问题
I am trying to write to datatable to excel which has large records. I am trying to achieve using divide and conquer strategy where each thread is assigned to write to respective sheets of excelworkbook.but I am getting file is readonly ,click Ok to override the file.
class Program
{
int processorCount = 2;
static volatile bool processing = true;
DataTable employeeTable = new DataTable("Employee");
ManualResetEvent mre = new ManualResetEvent(false);
AutoResetEvent ar = new AutoResetEvent(true);
int record_count;
static void Main(string[] args)
{
Program p = new Program();
//Create an Emplyee DataTable
p.employeeTable.Columns.Add("Employee ID");
p.employeeTable.Columns.Add("Employee Name");
for (int i = 0; i <= 2; i++)
{
p.employeeTable.Rows.Add(i.ToString(), "ABC");
}
p.record_count = p.employeeTable.Rows.Count / p.processorCount;
Excel.Application excelApp = new Excel.Application();
//Create an Excel workbook instance and open it from the predefined location
Excel.Workbook excelWorkBook1 = excelApp.Workbooks.Open(@"F:\Org.xlsx");
Thread[] threads = new Thread[3];
for (int i = 0; i < 3; i++)
{
// p.ExportDataSetToExcel(i);
ParameterizedThreadStart ps = new ParameterizedThreadStart(p.ExportDataSetToExcel);
threads[i] = new Thread(ps);
threads[i].Start(new Custom() { sheetNo = i, excelWorkBook = excelWorkBook1 });
}
for (int j = 0; j < 3; j++)
{
threads[j].Join();
}
Console.WriteLine("Succeess");
Console.ReadKey();
}
private void ExportDataSetToExcel(object sheet1)
{
lock (this)
{
bool found = false;
Excel.Worksheet excelWorkSheet;
int sheetNo = ((Custom)sheet1).sheetNo;
Excel.Workbook excelWorkBook = ((Custom)sheet1).excelWorkBook;
excelWorkSheet = (excelWorkBook).Sheets["Sheet" + ((int)sheetNo + 1).ToString()];
for (int i = 1; i < employeeTable.Columns.Count + 1; i++)
{
excelWorkSheet.Cells[1, i] = employeeTable.Columns[i - 1].ColumnName;
}
int baseIndex = (int)sheetNo * record_count;
for (int j = baseIndex; j < baseIndex + record_count; j++)
{
for (int k = 0; k < employeeTable.Columns.Count; k++)
{
excelWorkSheet.Cells[j + 2, k + 1] = employeeTable.Rows[j].ItemArray[k].ToString();
}
}
Console.WriteLine(sheetNo.ToString());
Console.WriteLine("\n");
(excelWorkBook).Save();
(excelWorkBook).Close();
}
}
}**strong text**
public class Custom
{
public int sheetNo;
public Excel.Workbook excelWorkBook;
}
回答1:
Instead of using interop either through OLE or VSTO, use a library like EPPlus, NPOI or use the Open XML SDK directly to create the Excel file.
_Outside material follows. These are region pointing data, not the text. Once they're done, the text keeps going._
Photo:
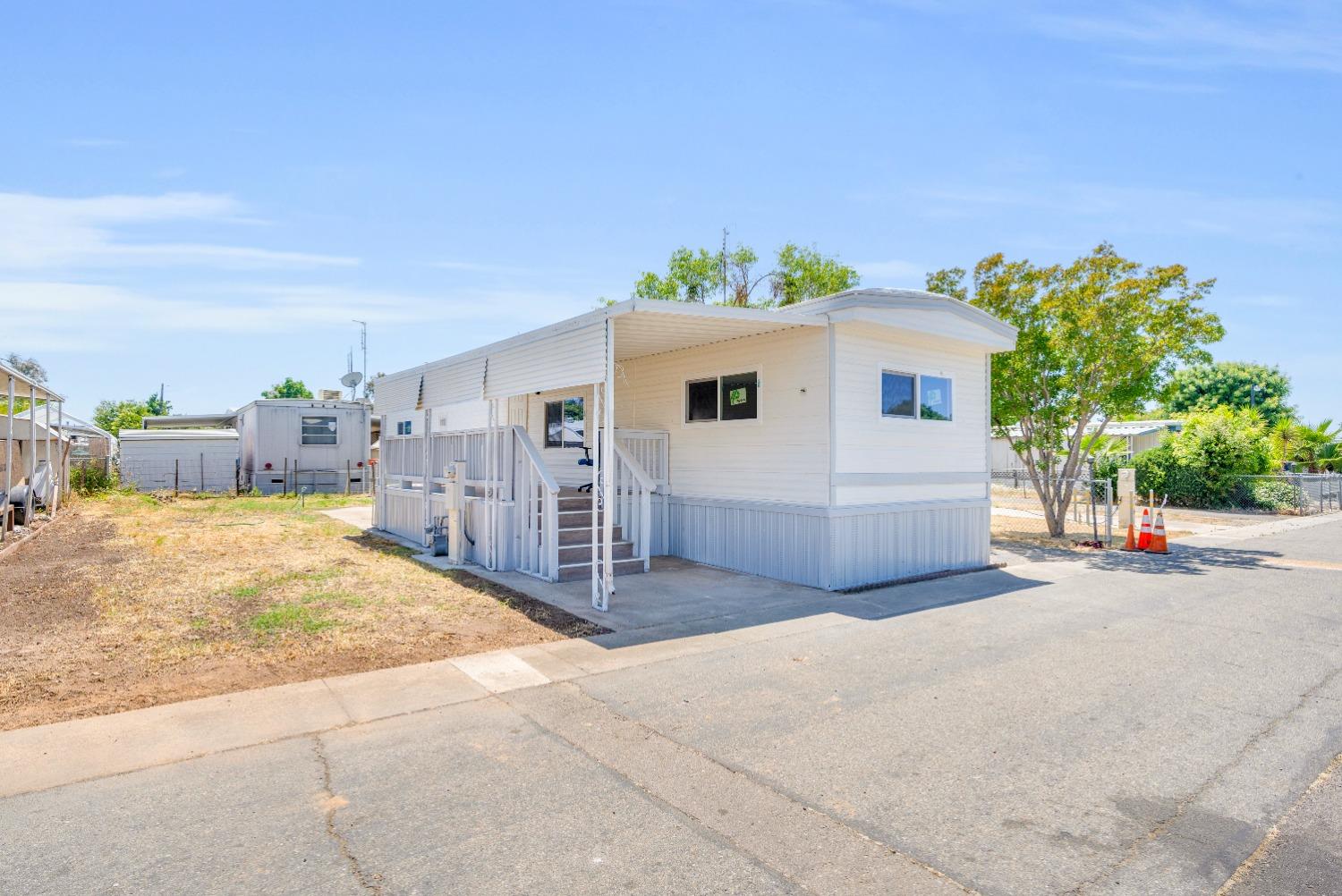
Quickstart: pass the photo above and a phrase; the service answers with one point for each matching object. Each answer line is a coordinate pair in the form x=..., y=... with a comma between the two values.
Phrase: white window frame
x=314, y=444
x=717, y=377
x=917, y=416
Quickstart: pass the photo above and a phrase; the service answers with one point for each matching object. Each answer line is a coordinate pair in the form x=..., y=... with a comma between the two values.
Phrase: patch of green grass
x=286, y=617
x=344, y=598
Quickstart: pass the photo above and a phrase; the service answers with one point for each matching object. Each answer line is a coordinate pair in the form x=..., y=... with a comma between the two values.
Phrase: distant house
x=287, y=444
x=1137, y=436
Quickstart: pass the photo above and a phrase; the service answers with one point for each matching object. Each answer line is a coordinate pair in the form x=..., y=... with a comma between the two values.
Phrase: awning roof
x=23, y=386
x=188, y=420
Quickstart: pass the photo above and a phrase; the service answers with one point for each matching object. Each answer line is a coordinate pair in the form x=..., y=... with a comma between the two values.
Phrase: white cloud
x=88, y=317
x=893, y=273
x=1287, y=222
x=42, y=232
x=1301, y=35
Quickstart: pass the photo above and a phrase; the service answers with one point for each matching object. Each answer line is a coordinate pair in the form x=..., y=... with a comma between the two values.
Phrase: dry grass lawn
x=133, y=600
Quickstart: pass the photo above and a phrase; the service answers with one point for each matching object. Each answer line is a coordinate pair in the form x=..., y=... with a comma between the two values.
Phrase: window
x=934, y=397
x=727, y=397
x=898, y=392
x=319, y=431
x=564, y=424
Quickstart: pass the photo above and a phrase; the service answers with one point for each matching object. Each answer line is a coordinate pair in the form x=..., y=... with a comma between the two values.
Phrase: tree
x=797, y=274
x=1314, y=445
x=692, y=276
x=805, y=274
x=157, y=407
x=115, y=416
x=1229, y=384
x=1097, y=338
x=27, y=367
x=290, y=388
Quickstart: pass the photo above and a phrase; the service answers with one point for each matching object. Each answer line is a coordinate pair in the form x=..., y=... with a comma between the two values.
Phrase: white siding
x=454, y=383
x=910, y=452
x=196, y=464
x=784, y=455
x=556, y=361
x=396, y=392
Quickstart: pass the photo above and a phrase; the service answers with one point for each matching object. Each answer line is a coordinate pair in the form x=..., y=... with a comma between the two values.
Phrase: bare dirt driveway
x=1087, y=724
x=132, y=600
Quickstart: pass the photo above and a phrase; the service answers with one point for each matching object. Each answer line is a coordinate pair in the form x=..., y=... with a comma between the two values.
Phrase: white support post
x=30, y=504
x=427, y=479
x=53, y=479
x=606, y=587
x=8, y=463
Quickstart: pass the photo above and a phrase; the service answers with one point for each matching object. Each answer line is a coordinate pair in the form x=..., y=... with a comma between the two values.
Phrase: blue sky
x=206, y=195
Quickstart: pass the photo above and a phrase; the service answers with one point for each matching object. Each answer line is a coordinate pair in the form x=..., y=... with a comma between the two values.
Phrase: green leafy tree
x=1202, y=464
x=797, y=274
x=1314, y=445
x=692, y=276
x=157, y=407
x=1097, y=338
x=290, y=388
x=1229, y=384
x=115, y=416
x=803, y=274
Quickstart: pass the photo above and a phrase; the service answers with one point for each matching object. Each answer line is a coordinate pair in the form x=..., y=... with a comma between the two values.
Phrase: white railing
x=536, y=510
x=651, y=448
x=631, y=502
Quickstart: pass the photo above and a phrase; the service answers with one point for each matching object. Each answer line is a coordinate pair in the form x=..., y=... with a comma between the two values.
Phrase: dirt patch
x=132, y=601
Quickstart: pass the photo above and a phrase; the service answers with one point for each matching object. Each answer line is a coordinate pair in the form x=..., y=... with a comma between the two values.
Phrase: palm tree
x=1310, y=445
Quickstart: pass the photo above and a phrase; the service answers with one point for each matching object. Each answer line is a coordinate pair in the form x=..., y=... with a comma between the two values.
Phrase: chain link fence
x=1301, y=494
x=1017, y=511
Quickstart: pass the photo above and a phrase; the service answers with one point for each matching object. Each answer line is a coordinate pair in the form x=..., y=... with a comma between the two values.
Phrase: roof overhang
x=649, y=326
x=24, y=386
x=917, y=311
x=188, y=421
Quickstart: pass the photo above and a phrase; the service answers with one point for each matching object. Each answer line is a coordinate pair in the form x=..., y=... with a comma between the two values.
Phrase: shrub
x=91, y=479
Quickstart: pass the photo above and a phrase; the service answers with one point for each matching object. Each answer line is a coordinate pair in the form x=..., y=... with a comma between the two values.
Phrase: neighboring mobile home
x=293, y=444
x=835, y=443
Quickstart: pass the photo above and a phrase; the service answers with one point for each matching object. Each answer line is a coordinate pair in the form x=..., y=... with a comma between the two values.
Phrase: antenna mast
x=724, y=266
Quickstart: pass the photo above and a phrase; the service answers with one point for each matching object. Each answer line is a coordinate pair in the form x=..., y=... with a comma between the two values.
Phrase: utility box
x=1126, y=495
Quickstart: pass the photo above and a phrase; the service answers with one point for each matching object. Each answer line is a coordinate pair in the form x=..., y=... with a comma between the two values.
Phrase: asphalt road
x=1125, y=724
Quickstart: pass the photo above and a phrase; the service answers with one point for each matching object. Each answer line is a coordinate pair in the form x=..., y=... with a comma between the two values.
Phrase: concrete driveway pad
x=1078, y=724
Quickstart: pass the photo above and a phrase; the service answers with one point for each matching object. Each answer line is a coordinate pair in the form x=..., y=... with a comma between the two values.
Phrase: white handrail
x=633, y=502
x=536, y=507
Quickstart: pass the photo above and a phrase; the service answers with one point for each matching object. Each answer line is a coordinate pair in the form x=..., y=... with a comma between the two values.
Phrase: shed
x=203, y=461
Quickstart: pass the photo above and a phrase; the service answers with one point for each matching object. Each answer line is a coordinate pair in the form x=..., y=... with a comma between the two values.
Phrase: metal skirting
x=826, y=547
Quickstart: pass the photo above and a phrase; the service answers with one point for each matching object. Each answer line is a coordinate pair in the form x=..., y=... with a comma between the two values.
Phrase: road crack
x=1181, y=807
x=332, y=804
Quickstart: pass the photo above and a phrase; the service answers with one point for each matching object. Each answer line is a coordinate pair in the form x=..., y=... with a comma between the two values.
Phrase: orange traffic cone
x=1130, y=545
x=1143, y=541
x=1159, y=544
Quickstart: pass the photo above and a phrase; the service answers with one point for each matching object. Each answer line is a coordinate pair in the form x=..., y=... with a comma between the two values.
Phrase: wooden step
x=582, y=536
x=580, y=553
x=582, y=571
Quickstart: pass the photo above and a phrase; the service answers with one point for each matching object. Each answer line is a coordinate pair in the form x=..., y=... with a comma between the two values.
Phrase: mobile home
x=303, y=444
x=835, y=443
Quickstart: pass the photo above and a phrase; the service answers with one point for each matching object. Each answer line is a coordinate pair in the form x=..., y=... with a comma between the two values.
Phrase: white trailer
x=201, y=461
x=303, y=444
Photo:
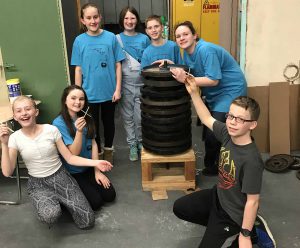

Interop forces you to work on a single thread and you always pay both the CPU interop cost, the wasted CPU and memory to run Excel and finally the CPU and IO to save the file.
The Open XML SDK and the other libraries on the other hand don't even need Excel. All operations are in-memory and you only pay the CPU and IO cost to save the file. As a result they are orders of magnitude faster
As a result, you can use them in web and server applications, where using Interop and VSTO is impossible
EPPlus has some nice features, like creating Excel tables from DataTable (LoadFromDataTable) or LINQ queries (LoadFromCollection), which makes exporting data very easy, eg:
using (var excelFile = new ExcelPackage(targetFile))
{
var worksheet = excelFile.Workbook.Worksheets.Add("Sheet1");
var tableRange=worksheet.Cells["A1"].LoadFromCollection(employees, true);
excelFile.Save();
}
UPDATE
I just read in a comment that the OP wants to export a large number of rows and thought Excel has some limit. That's not true, but the scenario is completely different to begin with.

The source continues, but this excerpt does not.